For the Ice Cream Smuggler in Dennis, reopening presented more of a challenge. The business started with curbside orders, staggering customers. Employees would run cartons of ice cream out to cars, often placing them in coolers in the trunk. It wasn’t unusual for customers to leave payment contained in a plastic bag.

“Our loyal customer base was just so excited to have us open,” says Carter Catalano president and owner of Hilltop Creamery, which owns the Ice Cream Smuggler, although some customers now have mixed reactions to the precautions.

“We did delay our opening. We didn’t know what to expect,” and safety was the top priority, she says. 

Sophie Hills/The Christian Science Monitor
Dave Currier stands behind the bowling lanes at The Alley Bowling and BBQ in Orleans, Massachusetts, on July 1, 2020. Mr. Currier, who owns The Alley, restored the pinsetters, which are original to the 1960s.

Reopening lanes and the kitchen at The Alley Bowling and BBQ in Orleans has been even more complicated. 

Owning a bowling alley during a shutdown is stressful, says Dave Currier – and so is having a 3-year-old with no child care. The silver lining? When the weather was bad in March and April, Mr. Currier and his girlfriend brought their daughter to The Alley to drive her Hot Wheels, play arcade games, and bowl. “She loves it,” says Mr. Currier, gesturing to the lanes and laughing.

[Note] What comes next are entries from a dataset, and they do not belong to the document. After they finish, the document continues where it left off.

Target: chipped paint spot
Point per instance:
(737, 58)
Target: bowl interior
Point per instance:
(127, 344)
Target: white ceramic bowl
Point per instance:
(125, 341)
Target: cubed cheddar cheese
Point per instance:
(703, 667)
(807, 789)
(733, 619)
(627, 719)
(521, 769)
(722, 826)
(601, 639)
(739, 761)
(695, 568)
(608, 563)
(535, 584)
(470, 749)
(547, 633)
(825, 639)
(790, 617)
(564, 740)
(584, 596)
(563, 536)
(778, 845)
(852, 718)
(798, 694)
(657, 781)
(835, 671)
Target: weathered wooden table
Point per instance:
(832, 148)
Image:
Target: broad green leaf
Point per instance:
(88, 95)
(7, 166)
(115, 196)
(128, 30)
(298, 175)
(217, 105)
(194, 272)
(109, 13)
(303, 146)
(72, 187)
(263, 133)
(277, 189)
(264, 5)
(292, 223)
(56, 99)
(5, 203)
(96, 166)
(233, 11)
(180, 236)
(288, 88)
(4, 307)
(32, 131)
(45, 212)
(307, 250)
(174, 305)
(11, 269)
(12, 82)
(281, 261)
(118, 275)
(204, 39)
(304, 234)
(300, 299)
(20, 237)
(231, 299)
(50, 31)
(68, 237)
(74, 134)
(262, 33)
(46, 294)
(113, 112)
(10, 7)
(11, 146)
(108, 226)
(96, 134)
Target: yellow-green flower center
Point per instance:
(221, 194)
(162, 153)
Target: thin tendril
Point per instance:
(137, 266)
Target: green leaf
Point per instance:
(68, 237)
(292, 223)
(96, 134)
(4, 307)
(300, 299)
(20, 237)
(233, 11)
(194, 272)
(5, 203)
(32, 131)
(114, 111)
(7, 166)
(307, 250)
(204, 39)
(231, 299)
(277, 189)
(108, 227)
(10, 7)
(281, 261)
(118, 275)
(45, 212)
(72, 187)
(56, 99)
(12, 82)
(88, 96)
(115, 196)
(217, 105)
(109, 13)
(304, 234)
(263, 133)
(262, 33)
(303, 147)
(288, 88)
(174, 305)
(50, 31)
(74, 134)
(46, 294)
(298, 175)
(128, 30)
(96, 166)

The Alley has been in Mr. Currier’s family since the 1960s, and the lanes, pinsetters, and stadium seating are original. 

Mr. Currier has no idea when he’ll be able to reopen for bowling, but he refuses to consider the threat of closing. “I’m not going to think like that. We’re going to make it,” he says.

Sophie Hills/The Christian Science Monitor
Justin Casey, owner of Harbor Lights Mini Golf in Brewster, Massachusetts, stands on his course on July 6, 2020. Although he opened two months later than normal this summer, business since then has been good, he says.

In nearby Brewster, a greenery-filled, winding mini golf course offers a slow-paced, outdoor respite. 

Justin Casey, owner of Harbor Lights Mini Golf, wasn’t able to open until the second week of June. But since then, business has been “pretty good.”

Will and Cody, brothers from the Boston area who asked that their last name not be used, have been vacationing on Cape Cod for nearly 18 years with their family, and have been mini golfing at Harbor Lights for nearly that long.  

This year, after finishing a game, they are placing their clubs into a bucket marked “used clubs” to be sprayed with disinfectant.

For the most part, they’ve enjoyed a vacation similar to past years. “We’re still able to fish and go to the beach,” says Will. “The beaches are a little bit less crowded, and you’re able to space out.”